Soprattutto, scrive la Corte usando il latino, queste scelte vanno fatte “non ex parte principis, bensì ex parte populi“: non in base a ciò che fa più comodo alla politica, ma a ciò che risponde meglio agli interessi collettivi. L’articolo 116, infatti, “va interpretato coerentemente” con un cardine della forma di Stato italiana, il principio di sussidiarietà: le funzioni pubbliche devono in linea di principio, essere svolte al livello più vicino ai cittadini, ma non se l’ente di livello superiore è in grado di svolgerle meglio. E questa valutazione non la può fare il governo a tavolino e con l’accetta, spostando di qua e di là le materie a suo piacimento: il principio di sussidiarietà, si legge nella sentenza, “esclude un modello astratto di attribuzione delle funzioni, ma richiede invece che sia scelto, per ogni specifica funzione, il livello territoriale più adeguato, in relazione alla natura della funzione, al contesto locale e anche a quello più generale in cui avviene la sua allocazione. La preferenza va al livello più prossimo ai cittadini e alle loro formazioni sociali, ma il principio può spingere anche verso il livello più alto di governo. La sussidiarietà funziona, per così dire, come un ascensore, perché può portare ad allocare la funzione, a seconda delle specifiche circostanze, ora verso il basso ora verso l’alto”, a seconda di qual è, nel caso specifico, il “modo migliore per realizzare i principi costituzionali”. A maggior ragione, quindi, “poiché il principio di sussidiarietà opera attraverso un giudizio di adeguatezza, esso non può che riferirsi a specifiche e ben determinate funzioni e non può riguardare intere materie”.

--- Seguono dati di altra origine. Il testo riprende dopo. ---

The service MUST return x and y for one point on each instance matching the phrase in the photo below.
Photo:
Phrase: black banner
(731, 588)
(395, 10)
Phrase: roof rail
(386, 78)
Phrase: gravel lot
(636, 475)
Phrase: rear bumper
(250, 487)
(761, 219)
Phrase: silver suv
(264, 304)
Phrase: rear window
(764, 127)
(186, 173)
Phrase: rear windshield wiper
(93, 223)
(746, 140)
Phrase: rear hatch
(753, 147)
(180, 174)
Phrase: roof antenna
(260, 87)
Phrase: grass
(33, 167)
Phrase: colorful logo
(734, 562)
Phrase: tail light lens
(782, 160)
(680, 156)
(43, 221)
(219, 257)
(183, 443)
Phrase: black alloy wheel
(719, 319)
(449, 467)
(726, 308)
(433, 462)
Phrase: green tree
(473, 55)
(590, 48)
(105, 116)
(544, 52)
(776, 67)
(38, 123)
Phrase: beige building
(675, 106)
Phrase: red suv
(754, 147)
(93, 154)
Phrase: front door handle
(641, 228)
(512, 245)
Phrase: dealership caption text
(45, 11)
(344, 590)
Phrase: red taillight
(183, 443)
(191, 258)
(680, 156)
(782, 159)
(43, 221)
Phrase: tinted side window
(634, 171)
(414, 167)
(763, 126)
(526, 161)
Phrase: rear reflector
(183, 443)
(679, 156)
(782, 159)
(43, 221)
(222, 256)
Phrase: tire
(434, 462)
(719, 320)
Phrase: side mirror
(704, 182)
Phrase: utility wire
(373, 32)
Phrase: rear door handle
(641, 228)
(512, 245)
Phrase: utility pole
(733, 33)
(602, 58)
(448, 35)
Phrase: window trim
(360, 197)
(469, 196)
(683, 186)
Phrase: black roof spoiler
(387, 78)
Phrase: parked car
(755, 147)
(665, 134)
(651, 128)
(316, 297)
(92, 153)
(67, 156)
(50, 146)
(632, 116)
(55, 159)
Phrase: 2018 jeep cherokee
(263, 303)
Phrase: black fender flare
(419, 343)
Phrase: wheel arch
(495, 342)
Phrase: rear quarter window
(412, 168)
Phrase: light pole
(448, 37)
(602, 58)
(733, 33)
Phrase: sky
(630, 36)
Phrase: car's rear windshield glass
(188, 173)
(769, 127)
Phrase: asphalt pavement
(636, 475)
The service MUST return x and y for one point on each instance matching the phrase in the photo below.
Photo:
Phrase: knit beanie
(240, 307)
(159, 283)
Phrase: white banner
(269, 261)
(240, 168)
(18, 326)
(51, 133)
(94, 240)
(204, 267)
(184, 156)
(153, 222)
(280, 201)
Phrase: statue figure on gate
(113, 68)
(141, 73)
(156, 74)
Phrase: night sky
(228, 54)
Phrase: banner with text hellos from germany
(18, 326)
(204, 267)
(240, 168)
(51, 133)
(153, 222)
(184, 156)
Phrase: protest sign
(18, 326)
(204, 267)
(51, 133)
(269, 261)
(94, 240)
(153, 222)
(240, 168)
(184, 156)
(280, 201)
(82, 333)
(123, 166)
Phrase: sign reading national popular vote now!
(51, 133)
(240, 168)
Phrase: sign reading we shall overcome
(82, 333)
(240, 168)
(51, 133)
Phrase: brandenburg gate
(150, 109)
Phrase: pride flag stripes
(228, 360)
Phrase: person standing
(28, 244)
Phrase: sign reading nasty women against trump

La Corte ricorda che la devolution di competenze alle Regioni “può comportare la crescita, anche accentuata, delle diseguaglianze, a causa della diversa distribuzione territoriale del reddito nonché per effetto delle diverse capacità amministrative nelle regioni, che possono determinare una differenziazione territoriale nel livello di tutela dei diritti. Pertanto esiste un trade-off“, uno scambio, “tra autonomia regionale e eguaglianza nel godimento dei diritti, rispetto al quale deve essere trovato un ragionevole punto di equilibrio, attraverso idonei meccanismi correttivi delle disparità, evitando conseguenze negative in termini di diseguaglianze”. Ancora: “Poiché si tratta di una deroga alla ordinaria ripartizione delle funzioni, essa va giustificata e motivata con precipuo riferimento alle caratteristiche della funzione e al contesto (sociale, amministrativo, geografico, economico, demografico, finanziario, geopolitico ed altro) in cui avviene la devoluzione, in modo da evidenziare i vantaggi – in termini di efficacia e di efficienza, di equità e di responsabilità – della soluzione prescelta. L’iniziativa della Regione e l’intesa previste dalla suddetta disposizione costituzionale devono, pertanto, essere precedute da un’istruttoria approfondita, suffragata da analisi basate su metodologie condivise, trasparenti e possibilmente validate dal punto di vista scientifico”. Tutte cose che la riforma Calderoli non prendeva in considerazione. In teoria il governo può riscrivere il testo tenendo conto delle indicazioni della Consulta, ma data la differenza di punti di vista, non è escluso che ci rinunci.